There's a terrible risk of cliché in this figure of the infinitely supportive mute muse - Hattie could so easily have been a return to Chaplin's eroticised waifs. What brings her alive is Samantha Morton's performance, silent but in its own way entirely musical - a subtle repertoire of reactions, gleeful surges and bursts of erotic fire, and much of it from under a horrible knitted hat. Morton and Penn (playing Emmet) duet astutely, her silences forming a complementary punctuation to his rakish bluster. Penn himself is on top form, portraying the musician not as a standard lovable rascal, but as a thoroughgoing creep, redeemed by his appetite and by the kinetic passion he puts into his music. Even more impressive than the fingering Penn learned for the guitar-playing scenes is the expression on Emmet's face as he plays, the look of a man captivated by his own congress with the sublime.

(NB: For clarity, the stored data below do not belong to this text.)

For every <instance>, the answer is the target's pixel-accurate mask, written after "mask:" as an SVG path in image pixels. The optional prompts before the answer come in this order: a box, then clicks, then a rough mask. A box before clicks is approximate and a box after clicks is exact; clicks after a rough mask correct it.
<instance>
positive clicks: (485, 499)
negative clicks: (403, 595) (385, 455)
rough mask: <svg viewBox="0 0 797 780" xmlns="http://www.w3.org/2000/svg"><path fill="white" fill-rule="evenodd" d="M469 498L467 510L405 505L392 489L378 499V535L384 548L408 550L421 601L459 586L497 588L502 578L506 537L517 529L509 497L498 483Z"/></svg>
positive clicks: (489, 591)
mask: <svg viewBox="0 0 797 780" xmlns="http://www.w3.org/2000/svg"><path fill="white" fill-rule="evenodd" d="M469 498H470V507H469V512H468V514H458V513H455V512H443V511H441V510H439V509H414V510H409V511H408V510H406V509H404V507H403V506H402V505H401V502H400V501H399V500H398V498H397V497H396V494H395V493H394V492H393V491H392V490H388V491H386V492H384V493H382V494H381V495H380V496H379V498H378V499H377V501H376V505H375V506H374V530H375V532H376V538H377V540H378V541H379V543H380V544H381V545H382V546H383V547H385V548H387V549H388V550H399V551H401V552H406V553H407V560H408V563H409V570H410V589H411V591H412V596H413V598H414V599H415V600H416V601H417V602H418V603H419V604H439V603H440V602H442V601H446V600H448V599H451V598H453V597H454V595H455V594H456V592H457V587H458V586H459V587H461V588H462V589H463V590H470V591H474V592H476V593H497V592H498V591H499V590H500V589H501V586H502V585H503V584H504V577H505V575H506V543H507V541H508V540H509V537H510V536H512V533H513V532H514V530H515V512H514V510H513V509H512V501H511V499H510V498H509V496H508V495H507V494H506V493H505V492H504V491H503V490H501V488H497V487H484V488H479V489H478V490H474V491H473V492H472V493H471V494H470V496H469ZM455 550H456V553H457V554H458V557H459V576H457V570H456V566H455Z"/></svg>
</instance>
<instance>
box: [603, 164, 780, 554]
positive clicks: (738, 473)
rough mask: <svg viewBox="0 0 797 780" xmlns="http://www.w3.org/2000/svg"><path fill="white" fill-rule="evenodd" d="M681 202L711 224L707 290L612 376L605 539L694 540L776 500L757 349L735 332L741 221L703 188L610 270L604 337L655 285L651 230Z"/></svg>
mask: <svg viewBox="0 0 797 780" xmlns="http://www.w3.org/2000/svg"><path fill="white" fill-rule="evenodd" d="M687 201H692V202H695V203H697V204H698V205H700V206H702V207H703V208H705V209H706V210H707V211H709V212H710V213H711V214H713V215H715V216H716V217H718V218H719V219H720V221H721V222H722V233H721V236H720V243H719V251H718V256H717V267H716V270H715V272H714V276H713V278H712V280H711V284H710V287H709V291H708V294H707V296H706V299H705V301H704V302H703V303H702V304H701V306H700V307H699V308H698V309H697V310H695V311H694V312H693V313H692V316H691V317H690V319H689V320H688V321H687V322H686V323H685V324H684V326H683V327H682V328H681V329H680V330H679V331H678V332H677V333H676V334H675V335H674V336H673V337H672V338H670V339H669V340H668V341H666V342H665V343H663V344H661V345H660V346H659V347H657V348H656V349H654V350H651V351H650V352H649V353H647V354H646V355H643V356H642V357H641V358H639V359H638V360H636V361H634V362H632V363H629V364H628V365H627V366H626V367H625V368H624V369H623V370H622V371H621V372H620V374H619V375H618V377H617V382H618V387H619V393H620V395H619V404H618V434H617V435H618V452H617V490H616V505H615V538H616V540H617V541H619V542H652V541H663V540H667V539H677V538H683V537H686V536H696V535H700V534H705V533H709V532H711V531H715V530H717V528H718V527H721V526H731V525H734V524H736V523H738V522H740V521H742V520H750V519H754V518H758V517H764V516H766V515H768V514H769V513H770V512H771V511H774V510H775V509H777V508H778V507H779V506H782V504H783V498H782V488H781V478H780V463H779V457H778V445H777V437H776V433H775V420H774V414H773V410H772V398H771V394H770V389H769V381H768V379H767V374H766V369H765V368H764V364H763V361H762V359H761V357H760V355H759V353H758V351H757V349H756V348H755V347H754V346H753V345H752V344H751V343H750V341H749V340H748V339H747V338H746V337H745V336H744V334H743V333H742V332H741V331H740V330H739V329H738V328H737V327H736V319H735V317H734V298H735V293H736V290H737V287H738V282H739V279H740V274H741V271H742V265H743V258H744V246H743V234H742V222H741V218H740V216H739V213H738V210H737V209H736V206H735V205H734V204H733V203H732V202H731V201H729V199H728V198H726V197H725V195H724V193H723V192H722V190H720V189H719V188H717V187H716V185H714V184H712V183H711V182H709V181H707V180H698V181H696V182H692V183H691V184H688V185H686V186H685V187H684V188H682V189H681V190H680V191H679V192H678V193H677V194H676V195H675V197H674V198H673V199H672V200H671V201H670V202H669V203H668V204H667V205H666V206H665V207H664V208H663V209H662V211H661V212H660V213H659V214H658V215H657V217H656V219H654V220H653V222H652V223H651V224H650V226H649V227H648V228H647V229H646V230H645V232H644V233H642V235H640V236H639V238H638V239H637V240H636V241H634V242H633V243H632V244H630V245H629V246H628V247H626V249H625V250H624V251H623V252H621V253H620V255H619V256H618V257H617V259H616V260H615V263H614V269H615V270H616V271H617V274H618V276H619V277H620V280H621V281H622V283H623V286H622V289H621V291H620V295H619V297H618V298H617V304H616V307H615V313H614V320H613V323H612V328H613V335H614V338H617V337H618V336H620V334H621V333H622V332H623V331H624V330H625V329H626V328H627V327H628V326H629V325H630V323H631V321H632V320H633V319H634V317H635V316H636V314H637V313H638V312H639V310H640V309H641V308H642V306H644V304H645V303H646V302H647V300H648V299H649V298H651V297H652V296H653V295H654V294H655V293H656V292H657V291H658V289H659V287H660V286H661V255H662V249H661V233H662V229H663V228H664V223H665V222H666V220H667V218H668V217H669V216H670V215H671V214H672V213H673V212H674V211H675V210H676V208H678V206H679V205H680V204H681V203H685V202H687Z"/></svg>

As you'd imagine from Allen, America's most famous enthusiast for a pre-bebop Eden, Sweet and Lowdown is told with real love for the period, and the film's look is typically flawless; Allen's regular designer Santo Loquasto is teamed here with DoP Zhao Fei (who has worked with both Zhang Yimou and Chen Kaige) to create a gently frosted image of the world seen as though through a haze of distant memory. Jazz fans, however, may be aggrieved by Allen's perpetual blind spot: his inability to handle black characters. Black musicians do appear, but only as background figures - Emmet jams with them at a party, then steals a lighter. This might be Allen's incidental comment on white musicians' appropriation of the spark of black jazz, but that, I suspect, would be stretching a point.